R0050/2026-03-31-02/Q001/SRC04/E01¶
BBC Editorial Guidelines define principles for verification without structured assessment tools
URL: https://www.bbc.co.uk/editorialguidelines/
Extract¶
BBC Editorial Guidelines establish the following verification-related standards:
- "All BBC output, as appropriate to its subject and nature, must be well sourced, based on sound evidence, thoroughly tested and presented in clear, precise language."
- The BBC will be "fair and open-minded when examining evidence and weighing material facts."
- "Claims, allegations, material facts and other content that cannot be corroborated should normally be attributed."
- "The BBC must not knowingly and materially mislead its audiences."
- Accuracy is "not simply a matter of getting facts right; when necessary, the BBC will weigh relevant facts and information to get at the truth."
Key finding: The BBC guidelines are principle-based, not tool-based. They require evidence to be "sound" and "well sourced" but do not define what counts as sound evidence through a structured scale. They require "weighing" evidence but provide no structured framework for how to weigh it.

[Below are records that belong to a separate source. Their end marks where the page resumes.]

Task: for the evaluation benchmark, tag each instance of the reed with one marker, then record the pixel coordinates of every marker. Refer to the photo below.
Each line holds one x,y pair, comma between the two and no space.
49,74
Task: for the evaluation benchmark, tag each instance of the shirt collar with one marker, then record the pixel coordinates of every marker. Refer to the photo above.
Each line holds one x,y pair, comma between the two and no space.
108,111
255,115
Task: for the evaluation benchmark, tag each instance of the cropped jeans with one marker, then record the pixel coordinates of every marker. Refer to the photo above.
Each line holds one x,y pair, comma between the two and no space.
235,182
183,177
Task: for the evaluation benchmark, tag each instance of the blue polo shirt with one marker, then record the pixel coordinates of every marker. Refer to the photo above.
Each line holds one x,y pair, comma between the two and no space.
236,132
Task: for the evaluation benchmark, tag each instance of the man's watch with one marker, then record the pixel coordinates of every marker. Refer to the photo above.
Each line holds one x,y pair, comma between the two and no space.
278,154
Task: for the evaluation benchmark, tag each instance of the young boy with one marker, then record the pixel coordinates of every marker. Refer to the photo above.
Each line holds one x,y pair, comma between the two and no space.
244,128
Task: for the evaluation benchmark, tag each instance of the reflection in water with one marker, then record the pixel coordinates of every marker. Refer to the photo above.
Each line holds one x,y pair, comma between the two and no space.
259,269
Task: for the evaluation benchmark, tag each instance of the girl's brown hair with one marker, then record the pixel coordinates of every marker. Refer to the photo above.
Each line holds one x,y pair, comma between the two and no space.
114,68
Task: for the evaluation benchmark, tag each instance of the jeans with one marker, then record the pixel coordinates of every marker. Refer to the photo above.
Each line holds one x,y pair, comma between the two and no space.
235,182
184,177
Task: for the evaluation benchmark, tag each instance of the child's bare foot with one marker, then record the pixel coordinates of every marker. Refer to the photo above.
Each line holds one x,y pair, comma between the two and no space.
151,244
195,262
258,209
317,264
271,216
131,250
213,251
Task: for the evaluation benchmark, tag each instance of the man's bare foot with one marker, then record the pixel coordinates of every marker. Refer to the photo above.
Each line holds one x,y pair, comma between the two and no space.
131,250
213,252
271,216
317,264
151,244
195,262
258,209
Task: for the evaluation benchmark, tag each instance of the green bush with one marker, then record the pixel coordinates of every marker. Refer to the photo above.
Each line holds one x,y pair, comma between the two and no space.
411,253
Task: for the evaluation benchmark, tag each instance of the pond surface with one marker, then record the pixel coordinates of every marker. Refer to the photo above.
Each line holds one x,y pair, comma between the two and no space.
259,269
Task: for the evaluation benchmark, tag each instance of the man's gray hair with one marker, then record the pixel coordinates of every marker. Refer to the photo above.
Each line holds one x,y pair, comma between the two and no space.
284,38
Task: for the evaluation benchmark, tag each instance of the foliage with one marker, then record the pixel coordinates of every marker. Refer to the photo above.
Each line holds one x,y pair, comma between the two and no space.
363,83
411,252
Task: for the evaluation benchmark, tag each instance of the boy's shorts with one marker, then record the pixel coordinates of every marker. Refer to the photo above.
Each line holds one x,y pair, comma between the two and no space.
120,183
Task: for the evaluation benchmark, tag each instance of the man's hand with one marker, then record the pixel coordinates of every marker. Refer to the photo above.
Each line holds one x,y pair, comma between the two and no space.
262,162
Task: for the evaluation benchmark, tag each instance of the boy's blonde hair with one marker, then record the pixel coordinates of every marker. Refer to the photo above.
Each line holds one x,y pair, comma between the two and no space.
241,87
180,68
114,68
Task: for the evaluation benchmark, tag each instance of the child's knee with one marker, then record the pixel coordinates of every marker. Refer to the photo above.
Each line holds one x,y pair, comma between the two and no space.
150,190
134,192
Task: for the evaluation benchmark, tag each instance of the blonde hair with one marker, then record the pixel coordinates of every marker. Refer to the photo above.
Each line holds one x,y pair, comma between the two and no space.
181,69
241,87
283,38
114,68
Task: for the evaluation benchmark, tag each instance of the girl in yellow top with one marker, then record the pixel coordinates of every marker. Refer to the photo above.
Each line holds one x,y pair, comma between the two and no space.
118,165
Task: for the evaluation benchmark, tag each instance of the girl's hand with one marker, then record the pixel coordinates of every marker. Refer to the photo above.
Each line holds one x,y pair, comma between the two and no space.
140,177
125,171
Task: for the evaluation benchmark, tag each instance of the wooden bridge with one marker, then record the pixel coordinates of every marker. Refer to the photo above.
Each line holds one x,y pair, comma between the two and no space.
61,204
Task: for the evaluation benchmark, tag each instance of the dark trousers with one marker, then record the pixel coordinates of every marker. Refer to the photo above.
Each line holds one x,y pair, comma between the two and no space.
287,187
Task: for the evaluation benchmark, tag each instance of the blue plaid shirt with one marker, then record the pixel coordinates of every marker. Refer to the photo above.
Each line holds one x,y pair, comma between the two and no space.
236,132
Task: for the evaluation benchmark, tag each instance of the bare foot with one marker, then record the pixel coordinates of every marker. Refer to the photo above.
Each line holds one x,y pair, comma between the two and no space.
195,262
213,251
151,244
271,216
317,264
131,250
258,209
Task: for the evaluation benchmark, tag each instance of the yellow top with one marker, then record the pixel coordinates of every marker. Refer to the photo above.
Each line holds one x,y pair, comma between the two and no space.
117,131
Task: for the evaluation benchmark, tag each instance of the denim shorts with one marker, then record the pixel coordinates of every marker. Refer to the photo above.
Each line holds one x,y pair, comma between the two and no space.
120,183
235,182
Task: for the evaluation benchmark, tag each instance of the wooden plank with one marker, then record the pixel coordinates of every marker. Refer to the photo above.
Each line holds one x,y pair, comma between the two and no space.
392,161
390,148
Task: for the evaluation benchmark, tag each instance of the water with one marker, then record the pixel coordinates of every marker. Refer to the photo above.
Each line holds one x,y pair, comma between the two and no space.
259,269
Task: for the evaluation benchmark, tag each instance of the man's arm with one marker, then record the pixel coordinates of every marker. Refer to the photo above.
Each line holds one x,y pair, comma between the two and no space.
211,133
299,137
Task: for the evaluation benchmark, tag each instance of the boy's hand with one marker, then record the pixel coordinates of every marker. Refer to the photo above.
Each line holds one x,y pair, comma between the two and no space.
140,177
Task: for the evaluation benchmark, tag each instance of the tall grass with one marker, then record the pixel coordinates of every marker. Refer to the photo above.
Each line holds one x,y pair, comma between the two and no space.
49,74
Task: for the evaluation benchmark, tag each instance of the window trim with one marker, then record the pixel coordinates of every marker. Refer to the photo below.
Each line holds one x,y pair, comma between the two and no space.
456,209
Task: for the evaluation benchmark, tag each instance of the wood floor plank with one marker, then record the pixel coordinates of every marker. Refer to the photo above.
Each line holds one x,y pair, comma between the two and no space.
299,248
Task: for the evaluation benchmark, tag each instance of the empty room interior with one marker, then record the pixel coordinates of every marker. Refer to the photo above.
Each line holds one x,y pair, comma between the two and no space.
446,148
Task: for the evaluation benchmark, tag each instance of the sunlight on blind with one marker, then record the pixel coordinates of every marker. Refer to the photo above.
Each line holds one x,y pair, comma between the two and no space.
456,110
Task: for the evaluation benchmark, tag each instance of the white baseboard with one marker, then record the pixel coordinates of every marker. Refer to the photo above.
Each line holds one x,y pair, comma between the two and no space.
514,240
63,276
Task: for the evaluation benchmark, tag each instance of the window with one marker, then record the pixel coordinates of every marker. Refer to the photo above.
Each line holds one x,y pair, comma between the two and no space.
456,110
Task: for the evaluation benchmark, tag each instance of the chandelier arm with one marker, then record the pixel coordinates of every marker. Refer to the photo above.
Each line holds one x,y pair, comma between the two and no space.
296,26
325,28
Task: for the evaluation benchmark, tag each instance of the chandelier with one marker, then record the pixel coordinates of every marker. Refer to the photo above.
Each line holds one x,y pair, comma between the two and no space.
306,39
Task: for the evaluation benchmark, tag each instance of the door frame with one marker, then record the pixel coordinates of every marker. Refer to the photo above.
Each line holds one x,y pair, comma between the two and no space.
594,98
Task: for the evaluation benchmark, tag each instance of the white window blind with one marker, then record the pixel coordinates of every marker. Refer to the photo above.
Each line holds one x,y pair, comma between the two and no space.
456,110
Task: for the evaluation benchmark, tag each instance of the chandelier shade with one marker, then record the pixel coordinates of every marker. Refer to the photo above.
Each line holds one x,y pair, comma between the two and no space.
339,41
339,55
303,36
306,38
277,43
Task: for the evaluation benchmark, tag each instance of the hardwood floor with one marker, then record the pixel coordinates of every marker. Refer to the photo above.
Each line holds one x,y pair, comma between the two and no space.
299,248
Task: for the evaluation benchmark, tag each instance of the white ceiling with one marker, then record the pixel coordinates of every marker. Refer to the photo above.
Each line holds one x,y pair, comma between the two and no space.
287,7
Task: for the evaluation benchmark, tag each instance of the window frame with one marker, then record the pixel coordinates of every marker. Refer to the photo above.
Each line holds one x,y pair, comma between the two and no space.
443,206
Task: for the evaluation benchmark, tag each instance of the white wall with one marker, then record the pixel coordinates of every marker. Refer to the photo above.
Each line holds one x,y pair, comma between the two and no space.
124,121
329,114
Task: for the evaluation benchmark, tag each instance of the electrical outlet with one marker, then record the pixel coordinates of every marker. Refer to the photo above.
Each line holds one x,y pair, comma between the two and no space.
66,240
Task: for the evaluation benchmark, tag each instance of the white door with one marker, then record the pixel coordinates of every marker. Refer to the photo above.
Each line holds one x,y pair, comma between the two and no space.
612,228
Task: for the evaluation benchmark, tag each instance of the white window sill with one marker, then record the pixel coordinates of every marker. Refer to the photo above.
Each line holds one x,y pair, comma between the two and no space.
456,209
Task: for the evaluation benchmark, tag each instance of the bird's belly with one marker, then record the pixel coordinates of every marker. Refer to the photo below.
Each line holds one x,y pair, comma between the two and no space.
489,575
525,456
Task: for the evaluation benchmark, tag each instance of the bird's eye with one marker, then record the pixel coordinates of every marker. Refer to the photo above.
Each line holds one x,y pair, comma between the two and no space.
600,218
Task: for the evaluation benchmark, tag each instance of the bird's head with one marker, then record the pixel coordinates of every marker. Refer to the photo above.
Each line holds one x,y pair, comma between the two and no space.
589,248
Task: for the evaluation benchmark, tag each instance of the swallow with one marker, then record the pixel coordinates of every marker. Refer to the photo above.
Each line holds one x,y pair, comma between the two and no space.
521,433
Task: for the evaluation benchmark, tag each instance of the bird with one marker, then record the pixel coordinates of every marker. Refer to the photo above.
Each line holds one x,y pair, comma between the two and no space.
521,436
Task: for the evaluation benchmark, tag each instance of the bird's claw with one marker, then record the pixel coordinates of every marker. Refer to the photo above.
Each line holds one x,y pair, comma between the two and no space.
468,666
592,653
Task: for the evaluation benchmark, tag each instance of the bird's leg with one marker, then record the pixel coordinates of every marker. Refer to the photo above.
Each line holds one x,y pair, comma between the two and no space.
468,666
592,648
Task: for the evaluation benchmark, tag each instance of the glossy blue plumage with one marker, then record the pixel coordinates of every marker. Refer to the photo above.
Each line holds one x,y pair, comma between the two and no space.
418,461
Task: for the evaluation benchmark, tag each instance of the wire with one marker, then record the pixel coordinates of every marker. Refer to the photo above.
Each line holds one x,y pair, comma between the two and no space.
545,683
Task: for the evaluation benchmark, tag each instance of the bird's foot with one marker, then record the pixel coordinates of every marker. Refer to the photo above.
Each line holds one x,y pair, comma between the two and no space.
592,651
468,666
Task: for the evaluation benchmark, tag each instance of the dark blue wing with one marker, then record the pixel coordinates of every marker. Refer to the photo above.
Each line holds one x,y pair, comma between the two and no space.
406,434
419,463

There is no evidence hierarchy, no calibrated uncertainty language, no structured bias checklist, and no formal source tiering system.
Relevance to Hypotheses¶
| Hypothesis | Relationship | Strength |
|---|---|---|
| H1 | Contradicts | No structural features present |
| H2 | Supports | Principles exist but without structural formalization |
| H3 | Supports | Guidelines are principle-based, not structurally formalized |
Context¶
The BBC Editorial Guidelines are among the most comprehensive editorial standards in broadcast journalism. Their principle-based approach is representative of how most major news organizations handle verification — through editorial judgment and institutional norms rather than formal scoring systems.